Pedía lo mismo de siempre en aquel local. Un pub lleno del constante ruido de las conversaciones, golpes de vasos y risas intermitentes que rebotaban en mi cabeza mientras la cerveza bajaba por mi gaznate. Me sentaba en la esquina del bar un par de horas hasta que el alcohol alcanzaba su punto máximo, esperando el mismo destino de siempre.
Sin previo aviso, la gente comenzaba a desvanecerse en el mismo sitio en el que estaban sentados. Uno por uno y sin pausa, desaparecían sin explicación alguna. Las bebidas se secaban, las mesas se pudrían, la luz se apagaba y los camareros se esfumaban. Incluso el olor cambiaba. Pero mi bebida seguía ahí, la cual terminaba de un trago como si fuese la primera que tomaba en toda la noche. A la misma hora de la madrugada, el pub siempre volvía a su estado natural: un local abandonado y desprovisto de clientes.

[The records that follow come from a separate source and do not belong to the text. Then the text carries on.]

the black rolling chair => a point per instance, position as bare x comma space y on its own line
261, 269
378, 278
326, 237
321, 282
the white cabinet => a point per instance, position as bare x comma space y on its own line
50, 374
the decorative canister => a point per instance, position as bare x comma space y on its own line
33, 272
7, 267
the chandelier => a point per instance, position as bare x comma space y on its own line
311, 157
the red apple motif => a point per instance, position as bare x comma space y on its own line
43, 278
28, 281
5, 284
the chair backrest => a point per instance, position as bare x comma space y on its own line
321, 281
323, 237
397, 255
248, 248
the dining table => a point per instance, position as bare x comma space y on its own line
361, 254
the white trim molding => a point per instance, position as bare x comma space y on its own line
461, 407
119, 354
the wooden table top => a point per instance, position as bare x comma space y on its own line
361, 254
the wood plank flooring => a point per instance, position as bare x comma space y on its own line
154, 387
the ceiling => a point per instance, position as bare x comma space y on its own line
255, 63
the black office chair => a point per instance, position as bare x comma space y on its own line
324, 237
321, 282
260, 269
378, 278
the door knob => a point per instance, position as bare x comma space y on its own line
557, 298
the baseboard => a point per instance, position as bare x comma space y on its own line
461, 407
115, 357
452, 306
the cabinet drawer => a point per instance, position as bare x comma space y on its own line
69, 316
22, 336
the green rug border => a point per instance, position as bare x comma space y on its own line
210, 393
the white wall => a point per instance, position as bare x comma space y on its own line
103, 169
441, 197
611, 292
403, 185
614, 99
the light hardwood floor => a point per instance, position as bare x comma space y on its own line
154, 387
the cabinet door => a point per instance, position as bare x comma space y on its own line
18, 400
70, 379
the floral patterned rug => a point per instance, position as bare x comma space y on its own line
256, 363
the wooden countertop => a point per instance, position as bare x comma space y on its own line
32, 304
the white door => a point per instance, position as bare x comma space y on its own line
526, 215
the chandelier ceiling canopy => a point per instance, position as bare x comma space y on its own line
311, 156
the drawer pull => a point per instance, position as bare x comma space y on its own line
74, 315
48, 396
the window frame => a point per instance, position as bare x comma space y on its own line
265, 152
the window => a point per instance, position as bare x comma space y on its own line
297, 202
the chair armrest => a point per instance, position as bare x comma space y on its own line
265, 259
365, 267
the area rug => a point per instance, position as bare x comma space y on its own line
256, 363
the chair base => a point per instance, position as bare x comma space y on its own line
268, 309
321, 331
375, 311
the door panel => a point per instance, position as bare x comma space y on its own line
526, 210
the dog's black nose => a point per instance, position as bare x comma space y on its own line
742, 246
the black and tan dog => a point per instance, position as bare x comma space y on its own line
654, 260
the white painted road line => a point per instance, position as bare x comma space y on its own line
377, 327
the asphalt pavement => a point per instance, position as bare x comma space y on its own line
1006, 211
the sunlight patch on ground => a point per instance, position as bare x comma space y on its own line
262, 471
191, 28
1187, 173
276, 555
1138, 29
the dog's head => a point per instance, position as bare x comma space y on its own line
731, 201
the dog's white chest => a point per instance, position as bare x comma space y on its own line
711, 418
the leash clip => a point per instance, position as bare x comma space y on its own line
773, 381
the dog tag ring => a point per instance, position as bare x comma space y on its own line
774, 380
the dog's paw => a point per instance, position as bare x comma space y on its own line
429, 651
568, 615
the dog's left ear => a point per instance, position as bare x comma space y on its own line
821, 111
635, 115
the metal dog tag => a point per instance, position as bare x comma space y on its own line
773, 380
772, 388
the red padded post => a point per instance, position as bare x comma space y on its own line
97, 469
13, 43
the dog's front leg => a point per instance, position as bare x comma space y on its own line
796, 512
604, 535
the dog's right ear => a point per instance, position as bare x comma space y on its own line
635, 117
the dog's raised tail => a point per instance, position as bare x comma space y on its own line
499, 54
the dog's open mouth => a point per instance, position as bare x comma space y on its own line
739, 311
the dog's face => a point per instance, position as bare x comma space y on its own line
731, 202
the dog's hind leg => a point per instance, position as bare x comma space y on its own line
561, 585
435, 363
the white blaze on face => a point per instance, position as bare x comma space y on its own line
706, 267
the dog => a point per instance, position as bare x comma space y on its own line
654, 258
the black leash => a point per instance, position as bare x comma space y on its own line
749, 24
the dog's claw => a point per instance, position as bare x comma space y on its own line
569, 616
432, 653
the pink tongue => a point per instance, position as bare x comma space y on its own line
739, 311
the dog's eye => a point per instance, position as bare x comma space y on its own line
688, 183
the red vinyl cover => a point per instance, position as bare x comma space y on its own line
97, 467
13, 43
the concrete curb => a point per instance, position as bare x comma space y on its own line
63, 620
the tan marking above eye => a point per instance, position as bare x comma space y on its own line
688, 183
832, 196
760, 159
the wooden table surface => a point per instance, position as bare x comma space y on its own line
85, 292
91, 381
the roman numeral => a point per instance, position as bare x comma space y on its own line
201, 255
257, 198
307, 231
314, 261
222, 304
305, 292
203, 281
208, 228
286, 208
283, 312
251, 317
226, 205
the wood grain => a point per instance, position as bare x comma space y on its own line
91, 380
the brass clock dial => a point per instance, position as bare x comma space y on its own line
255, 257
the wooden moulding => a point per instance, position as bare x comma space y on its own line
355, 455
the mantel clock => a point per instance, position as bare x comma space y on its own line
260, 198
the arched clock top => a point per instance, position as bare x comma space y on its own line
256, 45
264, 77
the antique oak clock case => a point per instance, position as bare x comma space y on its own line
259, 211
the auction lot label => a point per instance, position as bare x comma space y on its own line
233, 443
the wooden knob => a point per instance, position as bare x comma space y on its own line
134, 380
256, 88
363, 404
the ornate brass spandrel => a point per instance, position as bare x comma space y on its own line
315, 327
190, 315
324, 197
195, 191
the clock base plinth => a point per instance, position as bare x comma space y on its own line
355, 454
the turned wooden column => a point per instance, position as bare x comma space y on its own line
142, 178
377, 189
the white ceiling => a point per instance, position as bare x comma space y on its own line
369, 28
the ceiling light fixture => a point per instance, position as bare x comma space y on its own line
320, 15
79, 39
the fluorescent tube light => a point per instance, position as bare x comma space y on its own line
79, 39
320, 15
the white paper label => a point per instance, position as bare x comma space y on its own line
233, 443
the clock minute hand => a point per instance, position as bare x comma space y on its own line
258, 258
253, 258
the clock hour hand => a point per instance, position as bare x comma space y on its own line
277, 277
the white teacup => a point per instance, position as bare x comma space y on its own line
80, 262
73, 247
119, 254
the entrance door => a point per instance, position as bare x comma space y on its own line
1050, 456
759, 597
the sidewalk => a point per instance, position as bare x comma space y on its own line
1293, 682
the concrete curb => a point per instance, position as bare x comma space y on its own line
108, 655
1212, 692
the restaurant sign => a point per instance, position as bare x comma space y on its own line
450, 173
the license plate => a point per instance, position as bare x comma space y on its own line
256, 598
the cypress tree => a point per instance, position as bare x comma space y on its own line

Me aferraba con orgullo al pasado, esperando que algún día todo volviera a ser como antes. Esperando que algún día la gente no se desvaneciera, que el local recuperase su antiguo esplendor y que los míos volvieran a la barra. Cada fin de semana me acercaba a la misma esquina del pub pero todo acababa convirtiéndose en polvo. Tenía la vana esperanza de que sin mover un dedo quizás volvería a disfrutar de una compañía etílica que un día llamé amistad. Sabía que aquella ilusión no era más que una trampa. Una vez conoces la verdad y la razón de tu felicidad pasada, es imposible sentirla al completo de una manera tan natural como antaño.
El local se quedó a oscuras y yo salí de él, apagando de nuevo la voz racional de mi mente que me avisaba de la futilidad de todo aquello. El próximo fin de semana volvería con mis recuerdos. Todo aquello me resultaba más fácil que crear nuevos. Era cómodo, era un engaño, era una ilusión. Pero era mi ilusión, y en mi ilusión mando yo.